Donald Trump interviene con un post su Truth per fugare le voci di carenze negli arsenali Usa a causa dell’impiego massiccio di missili e intercettori nella guerra contro l’Iran. “Ho appena ricevuto un rapporto secondo cui gli Stati Uniti stanno producendo armi di qualità superiore in quantità mai viste prima nella nostra storia”, afferma il presidente. “Questa produzione si è concentrata principalmente su sistemi Patriot, Thaad, Tomahawk e altri sistemi missilistici standard, di cui disponiamo già di ingenti scorte”, conclude.

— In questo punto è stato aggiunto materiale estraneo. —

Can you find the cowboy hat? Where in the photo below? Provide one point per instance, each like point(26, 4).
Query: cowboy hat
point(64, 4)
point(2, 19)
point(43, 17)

Pentagono smentisce il Presidente, carenza di munizioni a causa della guerra
Il Dipartimento della Difesa americano ha rivelato che gli Stati Uniti si trovano ad affrontare una carenza di munizioni a causa della guerra in Iran. In un rapporto presentato al Congresso l’ispettore generale del Dipartimento ha affermato, come riporta la Cbs, che tra il 28 febbraio e il 30 giugno l’Operazione ‘Epic Fury’ ha avuto un costo stimato di 33,4 miliardi di dollari, di cui 22,3 miliardi spesi esclusivamente per le munizioni utilizzate. Il rapporto ha rilevato che “la spesa per munizioni nell’ambito dell’Operazione ‘Enduring Freedom’ ha comportato carenze strategiche nelle scorte e ha rivelato colli di bottiglia a livello industriale per il rifornimento di munizioni”. Il rapporto elenca anche le perdite di mezzi statunitensi, tra cui quattro F-15 distrutti, un F-35 danneggiato, sette aerei cisterna KC-135 danneggiati e fino a 30 droni MQ-9 Reaper distrutti. Il presidente Donald Trump ha ripetutamente minimizzato le preoccupazioni relative all’esaurimento delle scorte di armi durante i sei mesi di guerra in Medioriente, affermando che solo un paio di settimane fa gli Stati Uniti disponevano di munizioni “praticamente illimitate”.